The City Council unanimously passed a resolution Thursday calling for a “Ticket Amnesty Day,” when those with parking and traffic-camera tickets will be able to settle up.

The idea also has drawn the interest of officials in Mayor LaToya Cantrell’s administration, but how it would work has not been decided.

Councilman Jason Williams said the proposal is aimed at recovering some of the money owed to the city.

“We want residents to get these tickets cleared up. We want people to come into compliance,” Williams said.

“We could bring in quite a large figure of revenue to the city while providing our residents with a fresh start when it comes to tickets,” he said.

Figures on exactly how much the city is owed in unpaid tickets were not available. However, a Fox8 story last month said its investigation found the city was owed $245.9 million for tickets dating back to 2008. 

Williams said he would favor making an amnesty a one-time event and requiring scofflaws to pay “close to the original cost of the ticket, rather than many late fees.”

Without such an amnesty, the only way to collect on those tickets would be to hire a collections agency, a potentially expensive process, Williams said.

“If there’s going to be a reduction in how much the city gets, I’d rather that money stay with the residents of the city,” he said.

The proposal comes as the Cantrell administration has been scrounging for cash, largely due to the financial instability at the Sewerage & Water Board. That’s led the administration into a fight with tourism and hospitality groups as the mayor has sought to force them to give up some of the tax money they receive to help plug what she has said is an $80 million to $100 million yearly deficit in infrastructure spending by the city.

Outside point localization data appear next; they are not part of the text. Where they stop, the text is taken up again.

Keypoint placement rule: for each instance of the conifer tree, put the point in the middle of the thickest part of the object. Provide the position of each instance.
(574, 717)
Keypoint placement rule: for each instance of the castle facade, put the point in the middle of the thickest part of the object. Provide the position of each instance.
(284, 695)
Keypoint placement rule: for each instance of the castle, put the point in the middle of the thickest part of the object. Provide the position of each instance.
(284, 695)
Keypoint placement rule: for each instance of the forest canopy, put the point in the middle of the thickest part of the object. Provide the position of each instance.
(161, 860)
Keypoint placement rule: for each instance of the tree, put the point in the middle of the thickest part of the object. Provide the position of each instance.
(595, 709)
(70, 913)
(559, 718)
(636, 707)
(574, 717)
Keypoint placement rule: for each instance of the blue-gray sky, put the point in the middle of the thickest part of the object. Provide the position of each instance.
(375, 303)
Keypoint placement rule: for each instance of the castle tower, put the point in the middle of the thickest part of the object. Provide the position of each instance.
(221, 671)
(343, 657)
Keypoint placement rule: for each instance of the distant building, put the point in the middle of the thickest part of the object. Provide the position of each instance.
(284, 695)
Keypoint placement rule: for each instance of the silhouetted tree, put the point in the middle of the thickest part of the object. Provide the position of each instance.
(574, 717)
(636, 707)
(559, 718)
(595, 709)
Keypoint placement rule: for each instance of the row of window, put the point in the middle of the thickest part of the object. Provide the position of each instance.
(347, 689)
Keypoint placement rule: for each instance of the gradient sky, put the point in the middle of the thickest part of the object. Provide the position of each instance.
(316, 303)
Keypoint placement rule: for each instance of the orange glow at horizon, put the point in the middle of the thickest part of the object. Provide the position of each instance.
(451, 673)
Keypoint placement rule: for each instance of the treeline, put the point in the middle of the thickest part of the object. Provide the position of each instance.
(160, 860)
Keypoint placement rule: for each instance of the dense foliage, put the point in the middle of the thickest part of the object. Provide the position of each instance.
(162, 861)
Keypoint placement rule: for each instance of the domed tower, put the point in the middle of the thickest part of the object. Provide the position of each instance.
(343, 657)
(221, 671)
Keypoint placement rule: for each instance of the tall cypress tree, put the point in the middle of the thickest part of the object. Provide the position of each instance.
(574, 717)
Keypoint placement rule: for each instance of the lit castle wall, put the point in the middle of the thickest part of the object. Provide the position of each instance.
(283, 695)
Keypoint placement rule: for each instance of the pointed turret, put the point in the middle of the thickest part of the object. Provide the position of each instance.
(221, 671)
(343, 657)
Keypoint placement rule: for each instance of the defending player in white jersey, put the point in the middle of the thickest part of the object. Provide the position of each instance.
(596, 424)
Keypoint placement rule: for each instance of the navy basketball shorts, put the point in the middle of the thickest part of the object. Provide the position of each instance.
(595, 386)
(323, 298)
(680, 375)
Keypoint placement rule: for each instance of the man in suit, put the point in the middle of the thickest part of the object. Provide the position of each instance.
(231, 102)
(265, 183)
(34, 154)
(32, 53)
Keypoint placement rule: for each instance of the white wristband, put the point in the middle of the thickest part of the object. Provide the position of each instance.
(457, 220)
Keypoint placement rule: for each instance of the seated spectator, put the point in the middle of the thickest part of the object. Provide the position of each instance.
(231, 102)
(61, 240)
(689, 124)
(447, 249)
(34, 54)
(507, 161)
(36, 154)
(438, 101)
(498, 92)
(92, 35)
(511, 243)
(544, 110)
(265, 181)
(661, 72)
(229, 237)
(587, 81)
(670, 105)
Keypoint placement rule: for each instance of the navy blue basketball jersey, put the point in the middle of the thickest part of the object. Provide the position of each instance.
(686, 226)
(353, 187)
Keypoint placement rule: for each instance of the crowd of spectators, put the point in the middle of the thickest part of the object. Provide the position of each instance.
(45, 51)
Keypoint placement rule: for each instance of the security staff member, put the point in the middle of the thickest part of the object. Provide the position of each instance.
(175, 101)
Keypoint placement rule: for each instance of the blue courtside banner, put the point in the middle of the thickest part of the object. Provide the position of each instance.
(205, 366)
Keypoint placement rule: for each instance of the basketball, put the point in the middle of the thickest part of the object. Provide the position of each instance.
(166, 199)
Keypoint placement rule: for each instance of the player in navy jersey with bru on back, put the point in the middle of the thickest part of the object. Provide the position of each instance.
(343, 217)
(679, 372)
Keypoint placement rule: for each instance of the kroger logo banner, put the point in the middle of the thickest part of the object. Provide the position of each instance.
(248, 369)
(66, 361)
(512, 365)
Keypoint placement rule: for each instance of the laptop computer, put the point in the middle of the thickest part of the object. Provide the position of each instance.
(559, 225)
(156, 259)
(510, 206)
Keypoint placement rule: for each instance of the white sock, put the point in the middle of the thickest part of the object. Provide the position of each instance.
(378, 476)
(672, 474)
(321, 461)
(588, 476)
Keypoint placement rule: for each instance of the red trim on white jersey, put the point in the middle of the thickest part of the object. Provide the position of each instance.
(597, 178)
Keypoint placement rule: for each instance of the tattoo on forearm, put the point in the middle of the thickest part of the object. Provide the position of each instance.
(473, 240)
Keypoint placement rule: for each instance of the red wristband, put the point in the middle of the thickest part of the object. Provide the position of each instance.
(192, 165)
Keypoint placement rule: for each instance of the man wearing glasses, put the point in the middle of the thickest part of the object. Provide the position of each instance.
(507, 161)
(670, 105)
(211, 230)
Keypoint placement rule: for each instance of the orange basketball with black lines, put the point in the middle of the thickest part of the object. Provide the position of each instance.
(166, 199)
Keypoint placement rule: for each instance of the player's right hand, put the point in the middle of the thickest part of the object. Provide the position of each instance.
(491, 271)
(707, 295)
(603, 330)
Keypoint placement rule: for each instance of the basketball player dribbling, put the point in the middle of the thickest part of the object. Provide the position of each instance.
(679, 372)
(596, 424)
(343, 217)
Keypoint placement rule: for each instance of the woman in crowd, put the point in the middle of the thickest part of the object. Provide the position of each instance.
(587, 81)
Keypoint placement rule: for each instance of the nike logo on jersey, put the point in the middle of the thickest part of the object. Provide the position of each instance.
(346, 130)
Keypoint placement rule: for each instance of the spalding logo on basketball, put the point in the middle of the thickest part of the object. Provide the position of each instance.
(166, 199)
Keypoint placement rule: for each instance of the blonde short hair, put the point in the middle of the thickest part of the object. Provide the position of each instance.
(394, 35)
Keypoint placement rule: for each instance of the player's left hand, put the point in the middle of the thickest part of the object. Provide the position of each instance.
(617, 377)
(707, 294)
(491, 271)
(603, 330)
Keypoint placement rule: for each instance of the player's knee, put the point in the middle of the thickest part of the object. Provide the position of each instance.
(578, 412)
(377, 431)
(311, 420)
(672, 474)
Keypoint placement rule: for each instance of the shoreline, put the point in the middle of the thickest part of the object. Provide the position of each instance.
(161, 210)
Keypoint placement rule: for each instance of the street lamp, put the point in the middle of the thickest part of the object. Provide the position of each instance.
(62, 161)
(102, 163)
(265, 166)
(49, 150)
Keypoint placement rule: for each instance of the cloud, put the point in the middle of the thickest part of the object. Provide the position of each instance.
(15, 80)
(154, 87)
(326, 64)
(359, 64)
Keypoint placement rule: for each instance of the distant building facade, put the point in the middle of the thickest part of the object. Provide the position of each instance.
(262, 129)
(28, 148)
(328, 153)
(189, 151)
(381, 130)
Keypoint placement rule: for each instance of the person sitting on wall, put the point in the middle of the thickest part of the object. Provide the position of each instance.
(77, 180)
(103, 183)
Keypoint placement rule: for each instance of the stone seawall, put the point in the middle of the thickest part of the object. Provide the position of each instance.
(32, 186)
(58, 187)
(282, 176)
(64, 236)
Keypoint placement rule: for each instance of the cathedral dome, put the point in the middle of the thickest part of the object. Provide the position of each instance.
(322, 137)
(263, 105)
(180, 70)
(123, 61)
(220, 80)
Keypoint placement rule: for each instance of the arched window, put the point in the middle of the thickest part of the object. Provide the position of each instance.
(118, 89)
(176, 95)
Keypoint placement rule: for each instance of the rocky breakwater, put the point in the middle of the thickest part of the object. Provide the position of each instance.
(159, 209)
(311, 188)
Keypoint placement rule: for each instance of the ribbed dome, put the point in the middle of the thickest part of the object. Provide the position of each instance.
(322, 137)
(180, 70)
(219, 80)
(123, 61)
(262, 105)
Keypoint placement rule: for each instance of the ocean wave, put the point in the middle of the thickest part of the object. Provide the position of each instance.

Asked about the amnesty, Cantrell spokesman Beau Tidwell said the administration was already looking into the idea.

“The mayor is glad to see the council being forward-thinking, and happy to have them take up this idea we’ve already been working on,” Tidwell said in an email. “The mayor supports a ticket amnesty day and is also interested in looking at how a property tax amnesty could be implemented for residents at a certain threshold.”

Williams said he hadn’t talked to the administration about the plan but was eager to move forward with it. “I just want to get it done,” he said.

However, Jeff Dye, an attorney who had called for improvements to bike safety earlier in the council's meeting, blasted the idea of an amnesty as antithetical to that goal since it would reduce the penalties for violating the city’s traffic laws.

“Some of the worst drivers in the city get tickets and they don’t pay those tickets,” he said.